Malloch, D. Discussion of Winter Fungi. Winter Fungi. http://website.nbm-mnb.ca/mycologywebpages/Checklists/WinterFungi/WinterFungiDiscussion.html.
(Mayo Clinic Staff. (2020, August 11). Asthma. Mayo Clinic. https://www.mayoclinic.org/diseases-conditions/asthma/symptoms-causes/syc-20369653.)
Soloway, R. Mold 101: Effects on Human Health. Mold 101 Effects on Human Health. https://www.poison.org/articles/2011-oct/mold-101-effects-on-human-health.

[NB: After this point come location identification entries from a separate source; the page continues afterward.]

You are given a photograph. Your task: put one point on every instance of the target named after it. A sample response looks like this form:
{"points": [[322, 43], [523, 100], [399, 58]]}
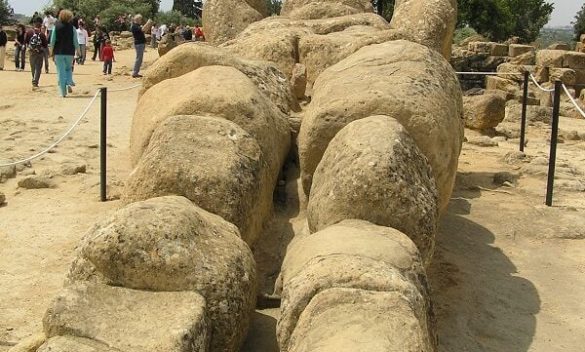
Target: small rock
{"points": [[35, 182], [482, 141], [501, 178], [7, 172], [73, 169]]}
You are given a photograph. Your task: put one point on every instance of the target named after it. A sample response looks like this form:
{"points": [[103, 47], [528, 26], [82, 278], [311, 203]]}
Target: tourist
{"points": [[46, 49], [199, 36], [108, 56], [64, 44], [82, 38], [154, 35], [98, 41], [139, 44], [3, 42], [20, 48], [37, 43]]}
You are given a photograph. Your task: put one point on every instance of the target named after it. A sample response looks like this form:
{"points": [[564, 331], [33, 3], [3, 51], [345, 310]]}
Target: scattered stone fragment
{"points": [[35, 182]]}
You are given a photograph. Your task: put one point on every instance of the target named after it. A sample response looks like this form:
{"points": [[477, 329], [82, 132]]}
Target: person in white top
{"points": [[82, 38], [49, 23]]}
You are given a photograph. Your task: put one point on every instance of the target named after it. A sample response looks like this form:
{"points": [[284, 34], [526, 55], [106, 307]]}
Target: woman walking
{"points": [[64, 44], [20, 48]]}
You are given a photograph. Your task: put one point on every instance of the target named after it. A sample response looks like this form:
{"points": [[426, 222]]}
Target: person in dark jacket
{"points": [[20, 48], [37, 43], [139, 44], [64, 44], [3, 42]]}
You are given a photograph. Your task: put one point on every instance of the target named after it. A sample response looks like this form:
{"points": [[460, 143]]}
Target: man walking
{"points": [[3, 41], [37, 43], [139, 44]]}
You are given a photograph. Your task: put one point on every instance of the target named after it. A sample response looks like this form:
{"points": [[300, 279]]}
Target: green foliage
{"points": [[579, 23], [463, 33], [168, 17], [499, 20], [109, 10], [274, 7], [189, 8], [6, 13]]}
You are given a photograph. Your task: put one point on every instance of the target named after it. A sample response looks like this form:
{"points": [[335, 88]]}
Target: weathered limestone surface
{"points": [[400, 79]]}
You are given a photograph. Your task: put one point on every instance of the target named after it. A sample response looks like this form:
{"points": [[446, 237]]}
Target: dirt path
{"points": [[508, 275]]}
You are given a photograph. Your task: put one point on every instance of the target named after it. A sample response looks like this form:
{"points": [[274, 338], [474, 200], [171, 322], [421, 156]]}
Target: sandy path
{"points": [[508, 275], [39, 229]]}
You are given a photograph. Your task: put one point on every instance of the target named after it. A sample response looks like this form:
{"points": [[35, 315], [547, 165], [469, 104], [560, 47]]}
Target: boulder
{"points": [[559, 46], [372, 170], [534, 113], [353, 255], [385, 79], [515, 50], [74, 344], [312, 9], [130, 320], [565, 75], [298, 81], [168, 244], [224, 19], [212, 162], [528, 58], [220, 91], [427, 22], [362, 321], [574, 60], [191, 56], [550, 58], [486, 111]]}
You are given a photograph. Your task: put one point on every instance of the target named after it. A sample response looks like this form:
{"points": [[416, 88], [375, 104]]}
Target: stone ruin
{"points": [[378, 148]]}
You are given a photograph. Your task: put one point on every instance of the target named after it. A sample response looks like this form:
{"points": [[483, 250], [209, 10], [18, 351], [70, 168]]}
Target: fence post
{"points": [[553, 144], [103, 142], [524, 103]]}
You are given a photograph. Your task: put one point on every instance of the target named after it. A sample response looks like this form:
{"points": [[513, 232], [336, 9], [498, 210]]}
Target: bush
{"points": [[168, 17]]}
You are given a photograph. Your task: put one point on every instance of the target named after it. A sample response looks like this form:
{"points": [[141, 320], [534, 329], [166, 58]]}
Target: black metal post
{"points": [[553, 144], [524, 103], [103, 141]]}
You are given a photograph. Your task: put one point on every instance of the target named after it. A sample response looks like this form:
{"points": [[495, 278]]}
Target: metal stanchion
{"points": [[103, 142], [553, 143], [524, 103]]}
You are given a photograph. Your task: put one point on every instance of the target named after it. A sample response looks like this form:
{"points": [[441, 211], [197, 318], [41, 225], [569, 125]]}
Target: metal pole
{"points": [[524, 103], [553, 143], [103, 142]]}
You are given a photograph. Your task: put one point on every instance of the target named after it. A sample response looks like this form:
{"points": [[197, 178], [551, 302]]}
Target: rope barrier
{"points": [[489, 73], [46, 150], [573, 101], [124, 89], [539, 86]]}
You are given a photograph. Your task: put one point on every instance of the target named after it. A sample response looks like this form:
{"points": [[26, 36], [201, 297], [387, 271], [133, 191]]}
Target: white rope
{"points": [[539, 86], [123, 89], [490, 73], [573, 100], [46, 150]]}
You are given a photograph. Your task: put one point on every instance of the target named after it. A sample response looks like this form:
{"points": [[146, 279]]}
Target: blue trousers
{"points": [[139, 55], [64, 64]]}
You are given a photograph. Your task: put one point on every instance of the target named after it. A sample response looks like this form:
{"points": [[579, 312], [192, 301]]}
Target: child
{"points": [[108, 57]]}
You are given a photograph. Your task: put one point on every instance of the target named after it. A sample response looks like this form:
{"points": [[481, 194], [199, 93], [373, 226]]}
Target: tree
{"points": [[499, 20], [579, 23], [189, 8], [6, 12]]}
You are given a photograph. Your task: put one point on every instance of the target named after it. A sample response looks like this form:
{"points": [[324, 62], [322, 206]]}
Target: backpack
{"points": [[36, 42]]}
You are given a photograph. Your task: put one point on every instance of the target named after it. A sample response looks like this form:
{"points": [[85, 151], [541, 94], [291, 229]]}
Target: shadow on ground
{"points": [[480, 304]]}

Richard, A. Humber. Fungi: Identification Ch. 5-1
W. Anderson, G.J. Prescott, S. Packham, J. Mullins, M. Brookes, A. Seaton, (2001, August). Asthma admissions and thunderstorms: a study of pollen, fungal spores, rainfall, and ozone, QJM: An International Journal of Medicine, Volume 94, Issue 8, Pages 429–433, https://doi.org/10.1093/qjmed/94.8.429)
Zimbro, Mary Jo.Power, David A. (Eds.) (2003) Difco & BBL manual :manual of microbiological culture media Sparks, MD: Difco Laboratories, Division of Becton Dickinson and Co.
ABOUT THE AUTHOR
Daphne Thompson
Daphne is a grade 11 student attending Eagle Butte High School in Dunmore, Alberta. She enjoys learning about anything and everything but takes a special interest in the sciences. Outside of academics, Daphne uses her time to read, practice the violin, and participate in sports such as snowboarding and cross country running.